Nobody knew about the Basilisk.
The only ghost or portrait who knew anything about the Basilisk and/or the opening of the Chamber was Myrtle. Harry didn't think to ask her until it occurred to him that her death was somehow connected to the Chamber, and this only happened towards the end of the year. Even when he did get around to asking Myrtle, her answer wasn't exactly all that descriptive.
"What do you want this time?"
"To ask you how you died," said Harry.
[...]
"No idea," said Myrtle in hushed tones. "I just remember seeing a pair of great big yellow eyes. My whole body sort of seized up, and then I was floating away..."
(Chamber of Secrets, Chapter 16, The Chamber of Secrets).

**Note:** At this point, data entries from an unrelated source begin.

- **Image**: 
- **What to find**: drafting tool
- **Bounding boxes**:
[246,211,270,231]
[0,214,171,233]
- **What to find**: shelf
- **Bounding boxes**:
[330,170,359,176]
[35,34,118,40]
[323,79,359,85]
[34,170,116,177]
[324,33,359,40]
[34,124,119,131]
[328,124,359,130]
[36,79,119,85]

Myrtle didn't even know that it was a Basilisk which killed her, and she was the only ghost who had direct contact with it. She just thought that she'd died as a result of seeing yellow eyes. Harry already knew about the Basilisk at this point but if he hadn't have done then he (or Dumbledore) would've been none the wiser.
As for the other ghosts and the portraits, they didn't know any more than the students of the time. All they knew was the version of events as told by Riddle, which - after Hagrid's expulsion - became the official version of events.
In my fifth year, the Chamber was opened and the monster attacked several students, finally killing one. I caught the person who'd opened the Chamber and he was expelled. But the Headmaster, Professor Dippet, ashamed that such a thing had happened at Hogwarts, forbade me to tell the truth. A story was given out that the girl had died in a freak accident. They gave me a nice, shiny, engraved trophy for my trouble and warned me to keep my mouth shut.
(Chamber of Secrets, Chapter 13, The Very Secret Diary).
Since the truth was suppressed no-one had any means of knowing what actually happened.
The ghosts and portraits may have been around when the Chamber was first opened. But so was Dumbledore, and even he didn't know where the Chamber was or what the monster of legend was.
"The question is not who," said Dumbledore, his eyes on Colin. "The question is, how..."
(Chamber of Secrets, Chapter 10, The Rogue Bludger).
Can portraits be petrified?
No idea. It never happens so we have no means of telling. Ghosts can be petrified, though, so I suppose it's reasonable to suppose that other non-material personas can be too.